CHRIST (Photo credit: Fergal of Claddagh)

Redemption as a Schoolhouse Drama

As the youth minister began the well-worn story of the drawbridge to illustrate the meaning of redemption my mind drifted back to the events of the last week.  That drama started with a surprise parcel that came in the mail.

Without consulting the powers that be the president of the local student led organization had determined to set up a full-blown business account in the name of their organization.  Did I mention that he also ordered checks and an IRS Employee Identification Number (EIN)? Once the account was opened it generated mail from the IRS that came to the school address.  The first parcel for the account failed to arouse suspicion, but the notice from the IRS set off my internal alarm bells. Now the advice of the administration was required.

Wrath.  The story of redemption is a story of wrath, and the students had provoked the wrath of the administration.  It was my duty to report to the supervisor this activity was unauthorized. When the VP got wind of the situation, his terms were absolute.   The account must be closed by the end of the day or the student would be expelled.

Compassion.  Compassion is the other side of the story of redemption.  Someone must care so much that they put themselves in the middle of the fray to bring an end to the justifiable wrath.  The ringleader was not available when the directive came down.  So, I had to find out where the account was opened and who had signed for deposits.  Then I had to haul myself to the bank to do some university business.

“I am here to represent the university, and the account must be closed today.  We must have proof of a $0 balance.”   Thus I greeted the personal banker at the branch where the account was opened. With the help of a different student and some additional persuasion the kind personal banker closed the account that day.

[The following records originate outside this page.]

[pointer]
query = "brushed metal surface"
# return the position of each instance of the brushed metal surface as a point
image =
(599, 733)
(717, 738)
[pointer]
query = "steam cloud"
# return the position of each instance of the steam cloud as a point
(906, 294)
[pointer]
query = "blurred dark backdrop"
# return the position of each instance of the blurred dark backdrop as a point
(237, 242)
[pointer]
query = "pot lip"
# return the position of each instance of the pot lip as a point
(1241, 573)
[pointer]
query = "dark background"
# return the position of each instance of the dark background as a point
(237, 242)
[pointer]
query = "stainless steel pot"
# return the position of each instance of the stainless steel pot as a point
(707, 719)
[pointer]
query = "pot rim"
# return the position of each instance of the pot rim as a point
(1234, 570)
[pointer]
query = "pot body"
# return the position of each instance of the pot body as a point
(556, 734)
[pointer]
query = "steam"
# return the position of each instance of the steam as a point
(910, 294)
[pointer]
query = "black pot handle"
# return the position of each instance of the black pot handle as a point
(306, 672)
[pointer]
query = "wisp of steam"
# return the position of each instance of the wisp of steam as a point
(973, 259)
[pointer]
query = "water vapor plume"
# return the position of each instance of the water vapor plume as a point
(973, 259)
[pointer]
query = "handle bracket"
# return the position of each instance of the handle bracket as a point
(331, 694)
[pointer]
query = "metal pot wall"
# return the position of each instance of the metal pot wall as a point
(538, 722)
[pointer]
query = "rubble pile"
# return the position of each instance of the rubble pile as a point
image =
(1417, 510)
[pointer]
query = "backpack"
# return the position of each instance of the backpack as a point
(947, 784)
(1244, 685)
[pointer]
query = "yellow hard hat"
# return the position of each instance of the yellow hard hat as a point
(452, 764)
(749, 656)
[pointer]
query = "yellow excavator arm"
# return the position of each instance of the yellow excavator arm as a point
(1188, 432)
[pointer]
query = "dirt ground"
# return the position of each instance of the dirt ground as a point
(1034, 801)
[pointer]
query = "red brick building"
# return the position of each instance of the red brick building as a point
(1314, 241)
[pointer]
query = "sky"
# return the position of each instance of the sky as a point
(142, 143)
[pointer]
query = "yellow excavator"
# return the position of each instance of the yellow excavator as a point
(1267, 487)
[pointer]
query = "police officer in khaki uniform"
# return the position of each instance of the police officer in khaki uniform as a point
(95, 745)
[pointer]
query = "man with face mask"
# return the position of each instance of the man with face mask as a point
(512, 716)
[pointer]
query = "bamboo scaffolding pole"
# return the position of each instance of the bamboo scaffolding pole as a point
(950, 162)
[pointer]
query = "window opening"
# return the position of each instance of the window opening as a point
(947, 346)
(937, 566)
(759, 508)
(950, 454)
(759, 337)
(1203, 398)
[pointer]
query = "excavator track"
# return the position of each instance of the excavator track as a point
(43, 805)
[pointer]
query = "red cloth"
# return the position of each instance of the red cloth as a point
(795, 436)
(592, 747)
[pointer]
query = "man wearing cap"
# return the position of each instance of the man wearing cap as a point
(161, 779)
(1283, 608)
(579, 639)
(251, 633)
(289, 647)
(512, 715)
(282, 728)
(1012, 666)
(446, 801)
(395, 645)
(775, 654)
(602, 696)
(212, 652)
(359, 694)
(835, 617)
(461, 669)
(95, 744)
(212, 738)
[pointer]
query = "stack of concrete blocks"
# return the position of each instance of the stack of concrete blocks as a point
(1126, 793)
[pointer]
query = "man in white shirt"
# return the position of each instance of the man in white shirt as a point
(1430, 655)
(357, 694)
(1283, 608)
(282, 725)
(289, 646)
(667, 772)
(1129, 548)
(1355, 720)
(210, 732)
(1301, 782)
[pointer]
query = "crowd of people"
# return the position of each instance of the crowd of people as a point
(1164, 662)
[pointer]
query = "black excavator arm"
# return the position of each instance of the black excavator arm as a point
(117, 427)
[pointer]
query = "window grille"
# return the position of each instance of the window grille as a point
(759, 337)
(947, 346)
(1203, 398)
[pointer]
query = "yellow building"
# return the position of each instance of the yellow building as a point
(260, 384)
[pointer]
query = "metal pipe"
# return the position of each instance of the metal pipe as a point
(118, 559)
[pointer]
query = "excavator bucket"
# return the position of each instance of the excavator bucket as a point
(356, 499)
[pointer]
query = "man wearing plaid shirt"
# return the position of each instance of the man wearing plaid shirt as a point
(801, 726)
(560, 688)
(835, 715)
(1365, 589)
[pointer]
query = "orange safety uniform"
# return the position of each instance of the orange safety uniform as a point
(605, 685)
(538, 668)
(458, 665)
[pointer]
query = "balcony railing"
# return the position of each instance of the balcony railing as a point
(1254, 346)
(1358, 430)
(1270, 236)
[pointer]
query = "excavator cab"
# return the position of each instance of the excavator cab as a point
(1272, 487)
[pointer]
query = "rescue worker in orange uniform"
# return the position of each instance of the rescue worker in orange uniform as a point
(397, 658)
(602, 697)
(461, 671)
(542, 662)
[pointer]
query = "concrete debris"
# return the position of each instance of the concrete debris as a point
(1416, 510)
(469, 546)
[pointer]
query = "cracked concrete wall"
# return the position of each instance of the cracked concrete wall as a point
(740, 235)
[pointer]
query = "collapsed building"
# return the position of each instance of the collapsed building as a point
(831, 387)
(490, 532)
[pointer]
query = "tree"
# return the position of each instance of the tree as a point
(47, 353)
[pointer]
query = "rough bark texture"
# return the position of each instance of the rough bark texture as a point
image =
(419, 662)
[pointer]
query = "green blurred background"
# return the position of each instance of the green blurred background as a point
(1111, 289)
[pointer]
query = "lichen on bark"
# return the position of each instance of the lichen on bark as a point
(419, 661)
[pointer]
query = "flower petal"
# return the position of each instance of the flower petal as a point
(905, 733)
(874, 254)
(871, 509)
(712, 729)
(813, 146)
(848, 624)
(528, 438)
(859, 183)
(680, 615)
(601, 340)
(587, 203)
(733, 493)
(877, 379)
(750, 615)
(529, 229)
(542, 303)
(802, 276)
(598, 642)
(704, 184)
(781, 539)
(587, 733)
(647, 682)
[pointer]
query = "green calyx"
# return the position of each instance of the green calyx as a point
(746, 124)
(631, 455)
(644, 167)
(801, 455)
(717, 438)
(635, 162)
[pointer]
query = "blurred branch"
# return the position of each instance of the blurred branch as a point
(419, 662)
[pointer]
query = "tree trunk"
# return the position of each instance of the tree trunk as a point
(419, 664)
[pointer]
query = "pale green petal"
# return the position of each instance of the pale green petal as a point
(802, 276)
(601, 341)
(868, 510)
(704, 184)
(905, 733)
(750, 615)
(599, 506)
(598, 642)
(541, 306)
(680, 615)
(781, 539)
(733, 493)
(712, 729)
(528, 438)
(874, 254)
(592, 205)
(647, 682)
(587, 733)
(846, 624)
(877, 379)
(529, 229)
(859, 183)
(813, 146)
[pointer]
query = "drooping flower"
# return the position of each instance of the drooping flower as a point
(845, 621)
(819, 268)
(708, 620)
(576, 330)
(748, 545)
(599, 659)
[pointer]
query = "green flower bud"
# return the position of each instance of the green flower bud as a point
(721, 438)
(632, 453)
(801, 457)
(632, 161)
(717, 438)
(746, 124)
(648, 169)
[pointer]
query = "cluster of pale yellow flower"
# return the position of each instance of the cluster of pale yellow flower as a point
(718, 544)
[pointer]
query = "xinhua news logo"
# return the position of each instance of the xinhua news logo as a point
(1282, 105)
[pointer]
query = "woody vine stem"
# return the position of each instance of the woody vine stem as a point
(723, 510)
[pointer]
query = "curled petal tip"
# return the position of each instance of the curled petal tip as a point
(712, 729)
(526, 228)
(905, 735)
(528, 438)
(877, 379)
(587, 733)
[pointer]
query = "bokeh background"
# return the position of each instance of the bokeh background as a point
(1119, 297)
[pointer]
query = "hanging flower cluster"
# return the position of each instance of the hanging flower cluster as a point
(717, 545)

Someone later asked who it was that reported the incident.  Yes, I appeared to be on the side of dispensing wrath.  Perhaps no one but me knew that I was also on the side of showing mercy.  I like to think that by closing the account before 5 PM that day I was insuring that one student was not expelled.

As the youth minister was wrapping up his rendition of the drawbridge story, I reread a familiar Bible verse, II Corinthians 5:21: For He hath made Him to be sin for us, Who knew no sin; that we might be made the righteousness of God in Him.